I always compose my meals based on their colours combination. That’s right! I don’t really analyse the nutritious value of it or its calories ( naaah!). Once you know your basics, which is pretty much: all vegetables and fruits are good for you – you are good to go to combine them yourself. My recommendation – the more colours the better!

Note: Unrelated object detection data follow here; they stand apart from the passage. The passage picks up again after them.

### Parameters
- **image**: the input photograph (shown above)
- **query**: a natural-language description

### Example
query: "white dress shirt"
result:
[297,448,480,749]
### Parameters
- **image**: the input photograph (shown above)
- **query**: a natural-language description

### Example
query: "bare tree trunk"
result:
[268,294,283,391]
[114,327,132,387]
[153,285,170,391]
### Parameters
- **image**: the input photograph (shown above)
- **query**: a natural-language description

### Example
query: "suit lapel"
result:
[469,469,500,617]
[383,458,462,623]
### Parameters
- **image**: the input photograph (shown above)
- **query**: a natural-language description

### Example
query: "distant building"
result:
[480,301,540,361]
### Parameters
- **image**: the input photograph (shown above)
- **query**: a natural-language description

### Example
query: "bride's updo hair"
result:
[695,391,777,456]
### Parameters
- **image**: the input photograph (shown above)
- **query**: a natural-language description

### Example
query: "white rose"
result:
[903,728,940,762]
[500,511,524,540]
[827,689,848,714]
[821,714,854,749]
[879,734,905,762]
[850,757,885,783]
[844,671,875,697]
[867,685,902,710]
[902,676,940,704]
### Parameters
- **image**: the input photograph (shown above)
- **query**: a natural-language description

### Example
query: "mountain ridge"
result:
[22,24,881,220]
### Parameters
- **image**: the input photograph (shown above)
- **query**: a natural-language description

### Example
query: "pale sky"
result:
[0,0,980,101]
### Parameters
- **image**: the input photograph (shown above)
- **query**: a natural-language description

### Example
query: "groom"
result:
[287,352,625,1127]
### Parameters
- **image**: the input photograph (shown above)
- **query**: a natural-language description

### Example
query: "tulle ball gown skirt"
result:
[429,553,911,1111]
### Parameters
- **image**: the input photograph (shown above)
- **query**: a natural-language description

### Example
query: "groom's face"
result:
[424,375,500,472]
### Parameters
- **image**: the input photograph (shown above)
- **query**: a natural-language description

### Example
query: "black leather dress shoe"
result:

Same as with my outfits or interiors I like to think about colour pallets and colour set when picking my ingredients. Sometimes I like to go for more calm combo while other times I like my bold set of complementary colours. If you ever done any painting classes ( like me) the knowledge of how the colours interact together will help here. But that’s more advanced level I guess. For example here I knew I had lovely bright orange butternut squash with a delicate, slightly sweet flavour. I added white feta, creamy quinoa and fabulous ruby pomegranate. I could just look at it and look for ever, it is such a beautiful combination. And bonus – it’s super tasty. Hidden bonus – it’s also super good for you!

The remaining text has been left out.